Earth Day lecturer calls for action

This year the annual Sister Maura Smith Earth Day Lecture was given at Taylor Little Theatre this Monday, April 23, by Lois Marie Gibbs, a known environmental activist.

Gibbs has been an environmental activist since 1979, when she helped to rally for environmental justice in her hometown, Niagara Falls, N.Y. The people in the town, including her children, were experiencing severe health problems as a result of the overly polluted Love Canal that was located in the center of town.

Gibbs is now the executive director of Center for Health, Environment and Justice (CHEJ), a grassroots organization that helps smaller community groups fight for the environment. She has written multiple books about her experiences with Love Canal as well as other environmental issues.

Her lecture, titled “From Silent Spring to Empowered Citizens: The Legacies of Love Canal,” touched on many of her personal experiences from living near Love Canal, including living with the poor health of her young children that was directly caused by the severe pollution in the canal.

Gibbs wanted her audience to know that her experience at Love Canal was not the end of the environmental crisis.

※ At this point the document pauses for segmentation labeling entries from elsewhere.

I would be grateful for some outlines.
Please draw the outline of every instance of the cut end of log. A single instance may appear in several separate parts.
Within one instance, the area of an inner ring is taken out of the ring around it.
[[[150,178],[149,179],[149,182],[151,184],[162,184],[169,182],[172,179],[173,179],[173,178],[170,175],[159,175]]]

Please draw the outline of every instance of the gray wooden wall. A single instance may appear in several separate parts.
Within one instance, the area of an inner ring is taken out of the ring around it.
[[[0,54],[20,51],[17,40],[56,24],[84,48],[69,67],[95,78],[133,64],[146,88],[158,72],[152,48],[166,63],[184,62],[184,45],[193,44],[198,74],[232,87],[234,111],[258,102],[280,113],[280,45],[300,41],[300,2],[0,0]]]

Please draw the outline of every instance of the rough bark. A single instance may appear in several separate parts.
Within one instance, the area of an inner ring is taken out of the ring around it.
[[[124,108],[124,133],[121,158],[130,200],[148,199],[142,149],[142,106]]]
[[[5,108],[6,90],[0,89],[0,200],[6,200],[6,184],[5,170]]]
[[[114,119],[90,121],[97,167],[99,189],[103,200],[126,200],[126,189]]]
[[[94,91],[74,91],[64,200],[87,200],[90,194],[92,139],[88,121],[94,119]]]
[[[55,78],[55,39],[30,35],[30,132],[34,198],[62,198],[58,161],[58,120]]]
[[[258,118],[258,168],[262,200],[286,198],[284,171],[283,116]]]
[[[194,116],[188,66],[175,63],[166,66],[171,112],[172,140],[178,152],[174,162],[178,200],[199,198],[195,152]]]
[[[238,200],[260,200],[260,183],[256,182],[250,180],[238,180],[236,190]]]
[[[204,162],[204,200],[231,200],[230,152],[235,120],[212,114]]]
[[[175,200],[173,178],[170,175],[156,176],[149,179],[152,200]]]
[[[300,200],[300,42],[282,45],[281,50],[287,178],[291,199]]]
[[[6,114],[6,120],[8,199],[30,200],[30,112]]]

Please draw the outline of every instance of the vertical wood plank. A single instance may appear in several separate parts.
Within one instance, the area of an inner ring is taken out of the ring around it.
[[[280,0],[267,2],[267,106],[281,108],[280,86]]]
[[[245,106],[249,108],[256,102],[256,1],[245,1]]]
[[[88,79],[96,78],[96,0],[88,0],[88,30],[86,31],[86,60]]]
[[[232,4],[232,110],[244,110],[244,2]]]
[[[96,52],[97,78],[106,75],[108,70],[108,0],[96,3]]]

“We thought we’ll never let that happen again, we’ve learned our lesson, we’re done injecting chemicals into the ground,” she said. “But we haven’t learned anything; it’s still happening.”

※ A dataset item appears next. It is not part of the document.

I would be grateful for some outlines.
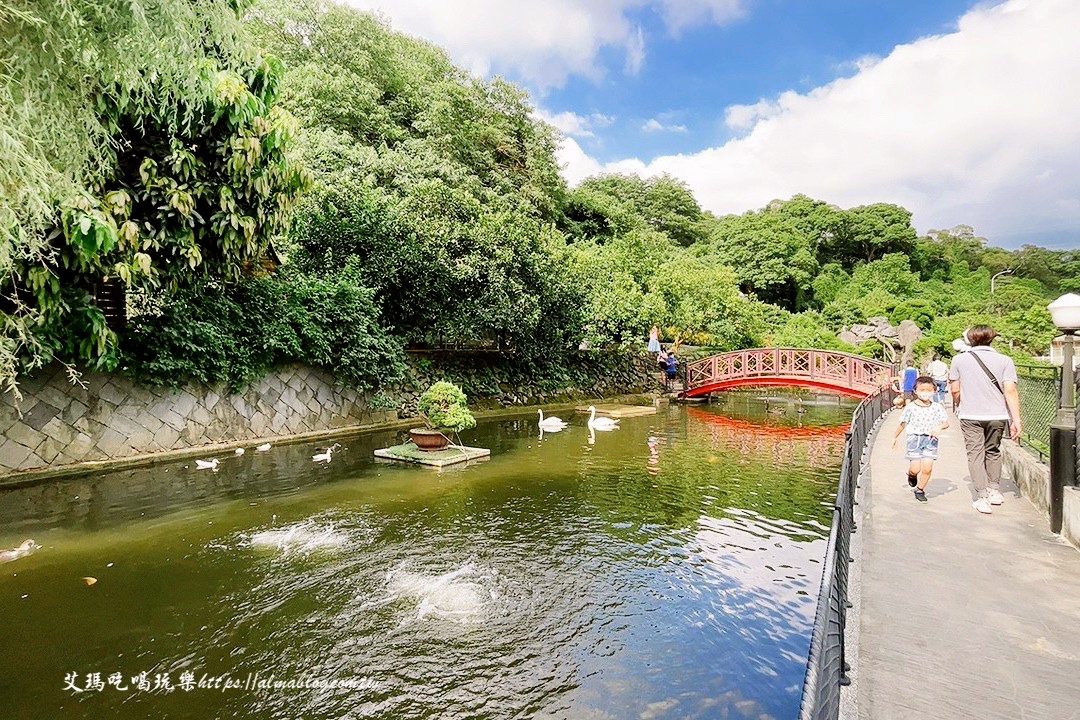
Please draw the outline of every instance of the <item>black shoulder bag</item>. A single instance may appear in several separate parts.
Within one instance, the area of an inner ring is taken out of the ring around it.
[[[990,368],[986,367],[986,363],[984,363],[983,358],[978,356],[978,353],[969,353],[969,354],[971,355],[972,359],[978,363],[978,367],[983,368],[983,372],[985,372],[986,377],[990,379],[990,382],[994,383],[994,386],[998,389],[998,392],[1004,395],[1005,391],[1001,389],[1001,383],[998,382],[998,379],[994,376],[993,372],[990,372]]]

She mentioned hydraulic fracturing as a serious environmental threat as well as the frequency of PVC plastic being used in common consumer materials.

“Throughout history all major social revolutions start with young people as the spark,” Gibbs said.

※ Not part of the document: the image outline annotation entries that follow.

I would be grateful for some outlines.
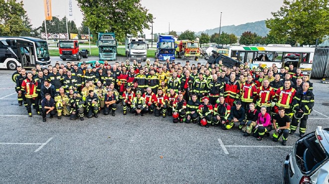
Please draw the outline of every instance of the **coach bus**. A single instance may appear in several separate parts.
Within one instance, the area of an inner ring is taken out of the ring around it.
[[[261,63],[263,67],[301,68],[303,74],[310,74],[314,58],[315,48],[292,47],[290,45],[268,45],[266,46],[241,46],[230,47],[228,54],[232,59],[252,67]]]
[[[50,64],[47,42],[29,37],[0,36],[0,69],[15,70],[17,66],[34,67]]]

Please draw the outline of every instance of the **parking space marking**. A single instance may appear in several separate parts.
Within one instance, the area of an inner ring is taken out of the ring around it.
[[[223,151],[224,151],[224,153],[225,153],[225,154],[226,155],[228,155],[229,153],[228,153],[228,151],[226,149],[226,148],[225,147],[224,144],[223,144],[223,141],[222,141],[222,140],[220,139],[220,138],[218,138],[218,142],[219,142],[219,145],[220,145],[220,147],[223,149]]]
[[[318,113],[319,113],[319,114],[322,115],[323,116],[325,116],[325,117],[326,117],[329,118],[329,116],[327,116],[327,115],[325,115],[325,114],[322,113],[320,112],[317,111],[316,111],[316,110],[314,110],[314,109],[313,109],[313,111],[315,111],[315,112],[318,112]]]
[[[37,152],[40,151],[43,147],[47,145],[53,137],[50,137],[47,141],[43,143],[16,143],[16,142],[0,142],[0,145],[40,145],[39,147],[34,151],[34,152]]]
[[[3,97],[0,97],[0,99],[4,98],[5,97],[7,97],[7,96],[9,96],[11,95],[13,95],[13,94],[17,94],[17,92],[14,92],[14,93],[11,93],[11,94],[8,94],[8,95],[6,95],[6,96],[3,96]]]
[[[262,146],[262,145],[225,145],[225,147],[235,148],[291,148],[292,146]]]
[[[38,152],[39,151],[40,151],[40,150],[41,150],[41,149],[42,149],[42,148],[43,148],[43,147],[44,147],[44,146],[45,146],[46,145],[47,145],[47,144],[48,144],[48,143],[49,143],[49,142],[51,140],[51,139],[52,139],[52,138],[53,138],[53,137],[50,137],[50,138],[49,138],[49,139],[47,140],[47,141],[46,141],[44,143],[43,143],[42,144],[41,144],[41,145],[38,148],[38,149],[37,149],[36,150],[35,150],[35,151],[34,151],[34,152]]]

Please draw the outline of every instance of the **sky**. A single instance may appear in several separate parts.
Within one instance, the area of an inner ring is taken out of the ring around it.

At the end of the lecture, Gibbs took questions from the audience, and the questions quickly turned toward the tires-to-energy plant that failed to take shape in Erie. A group from Allegheny College in Meadville, Pa., attended to ask Gibbs questions about gaining community support for getting the tires-to-energy plant out of Crawford County.

Senior Justin Desaro was inspired by Gibbs’ lecture.

“Gibbs really had an excellent grasp of the subject matter,” he said. “She really made the subject seem like it was worth our time. I think I’d like to work against the tires-to-energy plant.”

Senior Matt Teleha saw the importance of Gibbs’ overall message.

“Not enough people understand the environmental issues that are threatening our future, and the less we understand, the faster things get out of hand,” said Teleha. “She really touched on this problem.”